Le mouvement a aussi été impulsé par les citoyens, dont la détermination a convaincu les élus de transformer radicalement leur ville. “Développer les transports en commun et les infrastructures cyclables, reprendre de l’espace qui avait été abandonné aux voitures, relocaliser les activités dans les centres villes, ramener de la végétation… Tout cela a généré des oppositions et a demandé du temps et des investissements, mais nos villes sont devenues plus vivables.”
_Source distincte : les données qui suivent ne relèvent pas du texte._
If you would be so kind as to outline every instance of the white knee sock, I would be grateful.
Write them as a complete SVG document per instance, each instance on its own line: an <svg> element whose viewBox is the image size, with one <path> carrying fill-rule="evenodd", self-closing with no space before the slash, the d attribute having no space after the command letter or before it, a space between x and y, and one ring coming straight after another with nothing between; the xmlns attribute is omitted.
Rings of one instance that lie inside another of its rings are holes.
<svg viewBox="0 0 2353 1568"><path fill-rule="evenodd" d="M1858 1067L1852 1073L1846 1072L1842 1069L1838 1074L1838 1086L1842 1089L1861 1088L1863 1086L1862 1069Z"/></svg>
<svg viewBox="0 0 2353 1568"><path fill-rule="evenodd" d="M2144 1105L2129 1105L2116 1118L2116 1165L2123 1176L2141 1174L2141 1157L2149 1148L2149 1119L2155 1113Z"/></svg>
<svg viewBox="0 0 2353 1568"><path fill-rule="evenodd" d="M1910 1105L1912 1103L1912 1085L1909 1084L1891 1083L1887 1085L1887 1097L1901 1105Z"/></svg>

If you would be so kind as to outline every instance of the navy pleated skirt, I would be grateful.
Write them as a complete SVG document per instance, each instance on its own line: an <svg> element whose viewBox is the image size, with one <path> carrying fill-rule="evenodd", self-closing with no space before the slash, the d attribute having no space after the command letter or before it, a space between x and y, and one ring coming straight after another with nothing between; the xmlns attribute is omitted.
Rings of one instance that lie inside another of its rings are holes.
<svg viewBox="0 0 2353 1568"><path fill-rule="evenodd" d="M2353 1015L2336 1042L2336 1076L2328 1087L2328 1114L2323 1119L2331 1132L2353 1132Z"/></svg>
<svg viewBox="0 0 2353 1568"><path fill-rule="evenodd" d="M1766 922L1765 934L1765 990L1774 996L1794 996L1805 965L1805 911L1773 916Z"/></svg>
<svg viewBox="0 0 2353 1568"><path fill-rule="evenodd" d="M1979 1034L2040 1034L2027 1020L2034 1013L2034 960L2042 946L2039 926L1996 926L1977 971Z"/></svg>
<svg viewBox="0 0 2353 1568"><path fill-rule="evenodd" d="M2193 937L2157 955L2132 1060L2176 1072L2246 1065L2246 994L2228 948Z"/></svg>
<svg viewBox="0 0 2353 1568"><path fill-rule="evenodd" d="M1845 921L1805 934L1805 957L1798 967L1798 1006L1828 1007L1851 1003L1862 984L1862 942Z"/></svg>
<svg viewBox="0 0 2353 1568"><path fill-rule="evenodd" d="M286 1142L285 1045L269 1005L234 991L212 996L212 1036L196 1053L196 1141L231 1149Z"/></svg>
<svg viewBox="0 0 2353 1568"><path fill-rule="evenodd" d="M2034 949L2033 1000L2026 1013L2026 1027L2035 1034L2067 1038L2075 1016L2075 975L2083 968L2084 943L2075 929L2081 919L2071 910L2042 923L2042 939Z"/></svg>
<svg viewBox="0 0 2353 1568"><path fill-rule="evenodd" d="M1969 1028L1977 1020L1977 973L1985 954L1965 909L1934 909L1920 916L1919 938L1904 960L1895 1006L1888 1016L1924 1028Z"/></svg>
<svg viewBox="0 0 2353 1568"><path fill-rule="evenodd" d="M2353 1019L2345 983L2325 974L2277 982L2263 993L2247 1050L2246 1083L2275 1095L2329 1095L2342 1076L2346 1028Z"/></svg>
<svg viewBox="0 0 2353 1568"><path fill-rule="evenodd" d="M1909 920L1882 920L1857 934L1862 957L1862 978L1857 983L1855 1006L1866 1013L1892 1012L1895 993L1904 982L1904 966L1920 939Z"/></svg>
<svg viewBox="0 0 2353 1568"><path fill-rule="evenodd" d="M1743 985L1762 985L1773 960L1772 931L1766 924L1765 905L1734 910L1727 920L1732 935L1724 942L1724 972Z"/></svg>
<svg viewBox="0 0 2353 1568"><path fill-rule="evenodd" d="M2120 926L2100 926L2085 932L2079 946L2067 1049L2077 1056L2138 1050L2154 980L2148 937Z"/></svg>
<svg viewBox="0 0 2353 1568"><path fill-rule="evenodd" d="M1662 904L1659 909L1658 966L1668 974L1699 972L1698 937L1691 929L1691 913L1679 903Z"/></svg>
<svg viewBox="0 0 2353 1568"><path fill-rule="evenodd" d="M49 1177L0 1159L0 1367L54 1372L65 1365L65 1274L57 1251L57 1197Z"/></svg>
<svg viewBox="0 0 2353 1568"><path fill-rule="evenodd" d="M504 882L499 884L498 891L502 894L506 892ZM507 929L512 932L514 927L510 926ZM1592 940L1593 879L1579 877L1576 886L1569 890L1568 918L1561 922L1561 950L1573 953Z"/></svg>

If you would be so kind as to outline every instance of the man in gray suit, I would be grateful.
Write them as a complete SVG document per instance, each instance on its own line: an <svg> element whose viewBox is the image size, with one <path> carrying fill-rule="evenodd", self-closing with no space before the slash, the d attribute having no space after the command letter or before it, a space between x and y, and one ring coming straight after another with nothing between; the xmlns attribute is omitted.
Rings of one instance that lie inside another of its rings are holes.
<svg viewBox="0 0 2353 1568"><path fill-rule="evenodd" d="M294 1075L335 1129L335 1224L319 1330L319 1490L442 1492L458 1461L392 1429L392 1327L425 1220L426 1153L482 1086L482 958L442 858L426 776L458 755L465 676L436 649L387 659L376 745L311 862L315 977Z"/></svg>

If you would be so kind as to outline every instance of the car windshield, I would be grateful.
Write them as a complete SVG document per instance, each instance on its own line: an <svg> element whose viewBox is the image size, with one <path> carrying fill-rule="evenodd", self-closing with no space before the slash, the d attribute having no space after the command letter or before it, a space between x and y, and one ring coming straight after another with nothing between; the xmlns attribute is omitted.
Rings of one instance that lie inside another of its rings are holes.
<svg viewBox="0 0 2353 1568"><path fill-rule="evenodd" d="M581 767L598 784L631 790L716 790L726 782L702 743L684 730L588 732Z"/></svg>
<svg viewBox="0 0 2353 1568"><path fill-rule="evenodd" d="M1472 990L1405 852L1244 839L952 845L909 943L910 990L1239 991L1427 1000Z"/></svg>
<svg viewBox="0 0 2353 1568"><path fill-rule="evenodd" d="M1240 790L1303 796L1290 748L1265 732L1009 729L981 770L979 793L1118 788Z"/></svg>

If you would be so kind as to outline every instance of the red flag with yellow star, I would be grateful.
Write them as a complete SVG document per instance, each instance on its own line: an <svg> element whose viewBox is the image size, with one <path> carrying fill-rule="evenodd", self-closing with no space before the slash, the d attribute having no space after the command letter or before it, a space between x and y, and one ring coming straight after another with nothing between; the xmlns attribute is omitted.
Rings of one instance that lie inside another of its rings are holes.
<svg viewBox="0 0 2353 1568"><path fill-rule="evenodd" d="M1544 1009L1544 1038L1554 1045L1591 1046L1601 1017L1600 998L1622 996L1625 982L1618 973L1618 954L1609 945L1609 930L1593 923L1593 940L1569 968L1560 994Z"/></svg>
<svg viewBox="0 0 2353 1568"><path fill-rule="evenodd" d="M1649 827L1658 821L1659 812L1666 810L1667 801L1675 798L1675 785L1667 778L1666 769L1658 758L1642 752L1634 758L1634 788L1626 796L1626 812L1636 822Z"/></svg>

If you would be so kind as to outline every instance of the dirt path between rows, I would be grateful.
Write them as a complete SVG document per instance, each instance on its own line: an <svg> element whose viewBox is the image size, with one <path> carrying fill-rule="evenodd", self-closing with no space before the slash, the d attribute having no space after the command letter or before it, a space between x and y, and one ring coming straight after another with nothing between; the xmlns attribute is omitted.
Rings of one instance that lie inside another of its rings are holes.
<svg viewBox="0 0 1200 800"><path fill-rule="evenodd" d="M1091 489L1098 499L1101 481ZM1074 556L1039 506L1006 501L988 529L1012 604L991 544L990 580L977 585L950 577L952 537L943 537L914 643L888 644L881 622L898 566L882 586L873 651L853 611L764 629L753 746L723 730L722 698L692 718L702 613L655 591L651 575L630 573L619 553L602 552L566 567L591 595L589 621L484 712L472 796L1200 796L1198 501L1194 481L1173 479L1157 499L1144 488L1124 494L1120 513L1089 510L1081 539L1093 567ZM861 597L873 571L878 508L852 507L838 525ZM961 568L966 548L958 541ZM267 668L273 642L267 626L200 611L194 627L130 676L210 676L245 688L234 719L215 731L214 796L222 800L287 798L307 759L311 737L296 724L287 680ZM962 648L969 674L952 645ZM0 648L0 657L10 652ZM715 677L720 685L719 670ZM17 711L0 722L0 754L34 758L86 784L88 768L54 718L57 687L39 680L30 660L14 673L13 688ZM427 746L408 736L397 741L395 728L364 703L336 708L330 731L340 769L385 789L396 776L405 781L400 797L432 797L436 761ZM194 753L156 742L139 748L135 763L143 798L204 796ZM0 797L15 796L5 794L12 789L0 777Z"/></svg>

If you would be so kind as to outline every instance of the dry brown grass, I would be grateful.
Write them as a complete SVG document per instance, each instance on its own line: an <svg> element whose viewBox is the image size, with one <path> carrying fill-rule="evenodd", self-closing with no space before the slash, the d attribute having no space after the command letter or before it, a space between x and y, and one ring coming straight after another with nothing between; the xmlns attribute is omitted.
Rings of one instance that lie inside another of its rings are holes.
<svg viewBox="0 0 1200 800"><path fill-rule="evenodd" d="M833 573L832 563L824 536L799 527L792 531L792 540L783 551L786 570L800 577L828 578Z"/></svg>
Un rôle à jouer pour les médias et la publicité
Pour la chercheuse, les médias ont aussi un rôle à jouer dans cette “métamorphose” de la société, en contribuant à changer les imaginaires et la vision du monde. “Dans le courant des années 2020, il est devenu antisocial de posséder un SUV ou de partir en week-end en avion. Nous avons aussi construit un modèle moins matérialiste avec le développement de systèmes de location, de prêts, de réparations, de seconde main. On a éliminé le gaspillage alimentaire à tous les niveaux. On est revenu à une alimentation moins carnée.” Le tout, notamment, via une régulation de la publicité et des investissements importants de l’Etat pour faciliter les reconversions et la transformation de la société.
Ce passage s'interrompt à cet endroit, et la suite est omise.